If life is meaningless, and if we have no control over our actions, than what does that say about morality and the rightness of our actions? From here, we go back to evolution.

Evolutionary psychology has demonstrated that behaviors which benefit those closest to us can be beneficial to us as well. Even though the gene is selfishly motivated, altruistic-seeming behavior to others is not entirely out of the question. Prisoner’s dilemma games demonstrate that peaceful cooperation with others is usually the best way to get what’s best for ourselves in the long run. This is somewhat limited, though. Are we only ethical to those in our immediate family?

It turns out the answer is no. Evolution has not encoded us with a surefire way of telling who is related to us and who isn’t.

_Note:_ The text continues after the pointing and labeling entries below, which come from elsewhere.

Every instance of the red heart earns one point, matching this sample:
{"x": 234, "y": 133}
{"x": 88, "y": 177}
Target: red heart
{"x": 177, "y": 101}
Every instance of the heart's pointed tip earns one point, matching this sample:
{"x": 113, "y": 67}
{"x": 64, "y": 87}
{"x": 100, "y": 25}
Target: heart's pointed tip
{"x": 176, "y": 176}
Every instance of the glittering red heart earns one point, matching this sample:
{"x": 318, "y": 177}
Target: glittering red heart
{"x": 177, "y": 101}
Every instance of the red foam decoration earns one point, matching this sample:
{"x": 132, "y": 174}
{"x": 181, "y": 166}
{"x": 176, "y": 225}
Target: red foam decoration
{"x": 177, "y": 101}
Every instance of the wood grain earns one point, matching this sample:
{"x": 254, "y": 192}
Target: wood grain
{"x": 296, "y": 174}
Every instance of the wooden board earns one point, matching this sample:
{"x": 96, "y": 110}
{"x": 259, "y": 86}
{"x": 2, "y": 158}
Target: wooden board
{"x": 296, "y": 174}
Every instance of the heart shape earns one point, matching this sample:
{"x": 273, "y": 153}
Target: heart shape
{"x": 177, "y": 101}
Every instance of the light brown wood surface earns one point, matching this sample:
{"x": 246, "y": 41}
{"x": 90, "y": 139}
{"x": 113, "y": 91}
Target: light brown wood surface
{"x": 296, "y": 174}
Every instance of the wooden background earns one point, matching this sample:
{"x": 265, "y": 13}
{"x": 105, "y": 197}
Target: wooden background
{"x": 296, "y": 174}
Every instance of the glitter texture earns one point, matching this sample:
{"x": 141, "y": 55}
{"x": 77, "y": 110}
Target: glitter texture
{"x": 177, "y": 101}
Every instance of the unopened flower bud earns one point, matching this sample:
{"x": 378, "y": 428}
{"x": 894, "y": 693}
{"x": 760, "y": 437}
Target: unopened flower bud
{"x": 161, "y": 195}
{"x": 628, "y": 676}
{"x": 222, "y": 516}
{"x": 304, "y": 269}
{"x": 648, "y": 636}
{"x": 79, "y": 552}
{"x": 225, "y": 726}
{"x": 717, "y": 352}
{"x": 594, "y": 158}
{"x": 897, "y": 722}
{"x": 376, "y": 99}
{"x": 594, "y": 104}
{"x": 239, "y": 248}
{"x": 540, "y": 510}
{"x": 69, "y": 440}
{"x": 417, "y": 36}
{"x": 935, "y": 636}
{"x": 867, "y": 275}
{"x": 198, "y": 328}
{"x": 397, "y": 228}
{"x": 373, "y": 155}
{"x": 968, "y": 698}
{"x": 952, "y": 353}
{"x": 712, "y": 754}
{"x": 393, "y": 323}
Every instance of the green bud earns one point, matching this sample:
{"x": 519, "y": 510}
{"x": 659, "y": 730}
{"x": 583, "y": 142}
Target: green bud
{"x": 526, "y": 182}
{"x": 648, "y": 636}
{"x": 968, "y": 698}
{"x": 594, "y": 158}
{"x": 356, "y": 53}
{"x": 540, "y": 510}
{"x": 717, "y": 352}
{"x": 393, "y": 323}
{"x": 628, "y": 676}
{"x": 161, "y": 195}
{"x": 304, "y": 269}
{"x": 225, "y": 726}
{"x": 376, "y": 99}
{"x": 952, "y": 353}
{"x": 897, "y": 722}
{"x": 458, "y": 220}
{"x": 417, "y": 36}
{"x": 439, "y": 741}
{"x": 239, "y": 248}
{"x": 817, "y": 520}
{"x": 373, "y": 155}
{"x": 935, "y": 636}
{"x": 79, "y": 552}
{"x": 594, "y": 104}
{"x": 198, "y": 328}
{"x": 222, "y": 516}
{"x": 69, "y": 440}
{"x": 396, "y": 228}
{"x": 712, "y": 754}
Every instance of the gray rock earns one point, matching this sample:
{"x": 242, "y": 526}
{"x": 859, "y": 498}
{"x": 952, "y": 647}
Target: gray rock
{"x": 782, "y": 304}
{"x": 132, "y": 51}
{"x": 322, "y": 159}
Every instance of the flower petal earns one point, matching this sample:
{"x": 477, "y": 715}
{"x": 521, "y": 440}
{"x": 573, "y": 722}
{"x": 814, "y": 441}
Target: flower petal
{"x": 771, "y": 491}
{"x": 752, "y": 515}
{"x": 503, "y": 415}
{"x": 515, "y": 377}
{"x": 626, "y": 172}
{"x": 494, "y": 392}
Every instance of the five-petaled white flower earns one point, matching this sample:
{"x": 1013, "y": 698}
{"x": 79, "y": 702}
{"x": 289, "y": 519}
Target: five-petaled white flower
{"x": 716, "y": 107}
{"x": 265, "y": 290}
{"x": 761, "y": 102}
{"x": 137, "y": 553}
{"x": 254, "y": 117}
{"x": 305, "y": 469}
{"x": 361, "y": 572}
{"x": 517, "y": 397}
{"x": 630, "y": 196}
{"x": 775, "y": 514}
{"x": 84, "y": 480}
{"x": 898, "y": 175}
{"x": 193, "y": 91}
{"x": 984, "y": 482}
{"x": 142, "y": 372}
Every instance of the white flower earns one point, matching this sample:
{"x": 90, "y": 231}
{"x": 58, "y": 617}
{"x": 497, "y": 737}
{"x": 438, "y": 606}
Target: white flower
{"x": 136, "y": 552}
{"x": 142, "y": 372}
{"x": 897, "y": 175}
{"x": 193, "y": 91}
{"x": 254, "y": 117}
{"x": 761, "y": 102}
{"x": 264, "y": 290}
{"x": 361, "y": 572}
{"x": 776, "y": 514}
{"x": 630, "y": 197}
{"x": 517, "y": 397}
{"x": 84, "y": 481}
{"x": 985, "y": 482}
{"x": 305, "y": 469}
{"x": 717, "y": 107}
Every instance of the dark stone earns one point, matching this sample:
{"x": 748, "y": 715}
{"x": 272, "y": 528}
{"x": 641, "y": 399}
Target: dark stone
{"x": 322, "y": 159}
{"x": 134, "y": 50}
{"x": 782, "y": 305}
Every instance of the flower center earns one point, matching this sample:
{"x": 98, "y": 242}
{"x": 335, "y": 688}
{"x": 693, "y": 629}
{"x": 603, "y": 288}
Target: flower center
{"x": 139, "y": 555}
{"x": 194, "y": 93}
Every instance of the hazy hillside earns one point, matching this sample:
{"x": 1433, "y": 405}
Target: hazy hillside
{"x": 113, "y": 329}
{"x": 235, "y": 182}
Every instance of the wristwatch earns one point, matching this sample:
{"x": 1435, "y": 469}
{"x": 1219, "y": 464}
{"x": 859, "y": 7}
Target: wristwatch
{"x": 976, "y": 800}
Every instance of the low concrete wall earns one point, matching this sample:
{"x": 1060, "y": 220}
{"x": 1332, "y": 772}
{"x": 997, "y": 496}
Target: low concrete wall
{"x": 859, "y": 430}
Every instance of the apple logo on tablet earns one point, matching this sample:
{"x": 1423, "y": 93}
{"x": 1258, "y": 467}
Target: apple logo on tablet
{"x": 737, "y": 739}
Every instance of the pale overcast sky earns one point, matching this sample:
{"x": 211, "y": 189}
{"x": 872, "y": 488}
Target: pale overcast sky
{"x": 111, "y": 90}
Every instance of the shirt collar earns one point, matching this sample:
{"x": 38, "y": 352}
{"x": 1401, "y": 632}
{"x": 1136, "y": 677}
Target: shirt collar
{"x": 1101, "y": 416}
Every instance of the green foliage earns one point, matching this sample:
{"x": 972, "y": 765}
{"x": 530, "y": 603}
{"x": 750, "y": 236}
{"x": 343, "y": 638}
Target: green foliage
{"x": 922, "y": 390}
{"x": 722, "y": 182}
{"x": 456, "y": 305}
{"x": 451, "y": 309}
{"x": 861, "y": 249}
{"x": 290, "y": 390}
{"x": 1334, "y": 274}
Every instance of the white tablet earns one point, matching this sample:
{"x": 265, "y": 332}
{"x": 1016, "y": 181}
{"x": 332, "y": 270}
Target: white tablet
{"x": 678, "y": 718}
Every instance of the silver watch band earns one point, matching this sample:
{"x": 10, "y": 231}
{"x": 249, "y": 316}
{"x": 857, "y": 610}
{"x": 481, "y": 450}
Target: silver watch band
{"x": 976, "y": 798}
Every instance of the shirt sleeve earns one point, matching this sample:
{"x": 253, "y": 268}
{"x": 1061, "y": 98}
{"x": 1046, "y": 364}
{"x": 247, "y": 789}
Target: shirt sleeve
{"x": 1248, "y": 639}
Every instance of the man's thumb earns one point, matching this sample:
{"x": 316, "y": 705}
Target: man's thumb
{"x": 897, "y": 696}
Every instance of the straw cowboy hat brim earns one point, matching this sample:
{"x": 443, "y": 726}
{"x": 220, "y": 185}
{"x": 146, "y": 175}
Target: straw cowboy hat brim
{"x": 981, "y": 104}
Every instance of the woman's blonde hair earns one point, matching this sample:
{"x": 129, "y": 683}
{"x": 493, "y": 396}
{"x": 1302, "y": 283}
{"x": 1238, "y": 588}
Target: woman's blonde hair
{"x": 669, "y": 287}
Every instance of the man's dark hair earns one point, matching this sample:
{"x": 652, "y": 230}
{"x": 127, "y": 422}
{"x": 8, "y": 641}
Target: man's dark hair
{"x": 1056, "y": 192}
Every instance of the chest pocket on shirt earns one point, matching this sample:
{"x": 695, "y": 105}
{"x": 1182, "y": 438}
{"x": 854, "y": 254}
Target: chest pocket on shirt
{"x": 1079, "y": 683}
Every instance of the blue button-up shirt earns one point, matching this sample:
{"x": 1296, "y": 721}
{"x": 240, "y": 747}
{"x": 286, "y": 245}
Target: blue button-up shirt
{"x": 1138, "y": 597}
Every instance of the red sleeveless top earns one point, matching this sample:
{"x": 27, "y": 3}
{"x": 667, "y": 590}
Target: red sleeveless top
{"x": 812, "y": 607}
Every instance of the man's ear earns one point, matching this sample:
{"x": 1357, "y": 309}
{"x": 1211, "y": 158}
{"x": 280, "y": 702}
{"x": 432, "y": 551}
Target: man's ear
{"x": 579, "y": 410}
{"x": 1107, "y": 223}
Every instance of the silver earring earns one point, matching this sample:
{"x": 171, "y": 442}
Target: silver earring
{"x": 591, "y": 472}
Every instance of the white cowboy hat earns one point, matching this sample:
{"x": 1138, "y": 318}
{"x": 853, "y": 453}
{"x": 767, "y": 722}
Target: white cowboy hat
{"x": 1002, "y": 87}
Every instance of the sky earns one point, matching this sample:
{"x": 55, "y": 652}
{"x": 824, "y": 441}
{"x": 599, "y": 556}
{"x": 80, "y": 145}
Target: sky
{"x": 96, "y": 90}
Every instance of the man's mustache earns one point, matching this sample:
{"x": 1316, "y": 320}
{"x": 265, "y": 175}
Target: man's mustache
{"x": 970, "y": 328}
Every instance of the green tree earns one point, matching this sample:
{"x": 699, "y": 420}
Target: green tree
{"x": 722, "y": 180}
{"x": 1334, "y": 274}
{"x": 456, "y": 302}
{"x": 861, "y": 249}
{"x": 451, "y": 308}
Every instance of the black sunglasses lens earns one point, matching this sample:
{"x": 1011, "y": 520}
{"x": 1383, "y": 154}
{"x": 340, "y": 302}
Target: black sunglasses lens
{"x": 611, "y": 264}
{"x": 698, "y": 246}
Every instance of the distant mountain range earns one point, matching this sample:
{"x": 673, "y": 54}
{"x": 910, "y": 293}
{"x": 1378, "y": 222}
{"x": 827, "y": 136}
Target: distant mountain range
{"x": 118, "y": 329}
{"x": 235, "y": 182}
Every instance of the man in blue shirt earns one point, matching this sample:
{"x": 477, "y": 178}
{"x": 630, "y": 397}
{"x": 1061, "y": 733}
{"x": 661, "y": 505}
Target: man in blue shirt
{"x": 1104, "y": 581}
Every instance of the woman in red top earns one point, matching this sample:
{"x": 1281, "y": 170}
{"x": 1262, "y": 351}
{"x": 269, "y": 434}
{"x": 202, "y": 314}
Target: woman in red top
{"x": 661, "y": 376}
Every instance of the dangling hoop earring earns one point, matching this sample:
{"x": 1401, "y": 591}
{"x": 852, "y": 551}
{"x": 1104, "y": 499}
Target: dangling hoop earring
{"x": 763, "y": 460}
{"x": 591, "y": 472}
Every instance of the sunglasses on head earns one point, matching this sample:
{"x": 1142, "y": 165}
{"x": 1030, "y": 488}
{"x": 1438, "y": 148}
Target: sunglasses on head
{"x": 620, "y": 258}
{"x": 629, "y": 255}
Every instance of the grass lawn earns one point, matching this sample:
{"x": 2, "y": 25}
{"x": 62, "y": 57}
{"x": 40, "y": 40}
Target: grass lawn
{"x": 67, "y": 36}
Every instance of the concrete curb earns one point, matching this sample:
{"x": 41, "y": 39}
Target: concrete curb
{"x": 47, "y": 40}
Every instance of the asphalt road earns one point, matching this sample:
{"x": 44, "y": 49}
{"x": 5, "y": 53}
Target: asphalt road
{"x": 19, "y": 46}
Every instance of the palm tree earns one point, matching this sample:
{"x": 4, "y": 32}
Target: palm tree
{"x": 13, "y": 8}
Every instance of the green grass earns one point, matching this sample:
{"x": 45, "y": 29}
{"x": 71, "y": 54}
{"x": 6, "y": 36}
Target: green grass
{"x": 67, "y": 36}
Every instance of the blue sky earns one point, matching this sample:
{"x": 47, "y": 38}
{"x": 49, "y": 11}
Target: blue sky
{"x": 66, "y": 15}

It has only given us approximations. One of those approximations is proximity itself. By being close and familiar with those around us, we have created a larger surrogate family. This idea is called the “expanding circle” and it’s still expanding. As our world becomes more globally integrated, people feel more compelled to be altruistic to those in need all over the world. The future of morality actually seems quite bright. The more integrated our society is, the less amorality we will experience. And this seems to be the case: in his studies of the history of violence, Stephen Pinker has concluded that violence worldwide has been decreasing dramatically as the world has become more globally oriented. [10]

Conclusion

We’ve come so far. Through empiricism, we’ve learned so much about the nature of the universe and about the origins of our own behaviors. We’ve even ruled out that anything we’re too limited to experience could be worthwhile. I can’t help but feel optimistic about what I’ve discovered about the nature of the world: There is no God, there is no purpose, and we have no control over our actions. We may not have free will, but we have other freedoms: We’re free from expectation. We’re free from frustration at lack of control. On top of all this, the evidence suggests that people can only be getting nicer and nicer to each other. At this point, it shouldn’t matter if life has meaning and there is no free will. We’re better off without them. Considering how far we’ve come, the future is looking pretty bright.



[1] See “Think Different: The Merits of Unconscious Thought in Preference Development and Decision Making” (2004) and “A Theory of Unconscious Thought” with Loran Nordgren (2006)

[2] See, “Pregnancy Sickness as Adaptation: A Deterrent to Maternal Ingestion of Teratogens,” (1992) by Margie Profet in “The Adapted Mind”

[3] “Smells like carrots!”

[4] Definition: Does not exist

[6]http://www.wired.com/wiredscience/2009/05/songbirdculture/

[7] In Letter to a Christian Nation, 2006.

[8] See “Free Will is unnatural” by John A Bargh (2008) in “Psychology and Free Will.”

[9] A musing on the nature of infinity: If you put your hand up against a wall and pushed for an infinite amount of time, you most assuredly would get through the wall eventually. Good luck!